ÅH NEJ!! Jætterne har ændret Odins katte billeder, Odin er dybt bedrøvet over dette og forlanger at dette udbedres. Derfor har han bedt os undersøge, hvad jætterne har gjort ved hans katte.

English (from chatgpt)

Oh no!! The giants have altered Odin’s cat pictures, and Odin is deeply saddened by this and demands that it be fixed.
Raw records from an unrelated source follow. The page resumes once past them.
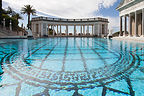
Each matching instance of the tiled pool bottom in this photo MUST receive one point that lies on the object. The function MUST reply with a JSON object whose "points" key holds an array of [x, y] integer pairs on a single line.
{"points": [[71, 67]]}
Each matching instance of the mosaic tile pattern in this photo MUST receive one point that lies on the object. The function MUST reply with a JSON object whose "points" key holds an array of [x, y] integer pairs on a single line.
{"points": [[71, 67]]}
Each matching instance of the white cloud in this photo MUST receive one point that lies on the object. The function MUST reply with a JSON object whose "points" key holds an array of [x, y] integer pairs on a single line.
{"points": [[67, 8], [64, 8]]}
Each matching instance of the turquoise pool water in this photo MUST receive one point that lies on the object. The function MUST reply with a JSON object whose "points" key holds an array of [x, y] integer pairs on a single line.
{"points": [[71, 67]]}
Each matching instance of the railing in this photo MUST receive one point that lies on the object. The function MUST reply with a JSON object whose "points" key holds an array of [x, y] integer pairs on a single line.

Therefore, he has asked us to investigate what the giants have done to his cats.

File

We are also given the following file:

Solution

The zip file is password protected, so we need to bruteforce it with john the ripper:

$ unzip cat.zip
Archive:  cat.zip
[cat.zip] cat1.jpg password:

$ zip2john cat.zip > hash
[expunged for readability]

$ john --wordlist=rockyou.txt hash
[puter:16837] shmem: mmap: an error occurred while determining whether or not /tmp/ompi.puter.1000/jf.0/846856192/shared_mem_cuda_pool.hibari could be created.
[puter:16837] create_and_attach: unable to create shared memory BTL coordinating structure :: size 134217728
Using default input encoding: UTF-8
Loaded 1 password hash (PKZIP [32/64])
Will run 8 OpenMP threads
Press 'q' or Ctrl-C to abort, almost any other key for status
thor123          (cat.zip)
1g 0:00:00:00 DONE (2024-12-17 20:03) 25.00g/s 3276Kp/s 3276Kc/s 3276KC/s 022179..korn13
Use the "--show" option to display all of the cracked passwords reliably
Session completed

$ unzip cat.zip
Archive:  cat.zip
[cat.zip] cat1.jpg password:
  inflating: cat1.jpg
  inflating: cat2.jpg
  inflating: cat3.jpg
  inflating: cat4.jpg
  inflating: cat5.jpg

Looking at the images we can figure out that cat4.jpg has a base64 encoded password in its exif data, and that cat5.jpg is actually also a zip file, which combined gives us cat6.jpg:

$ exiftool cat4.jpg
[expunged for readability]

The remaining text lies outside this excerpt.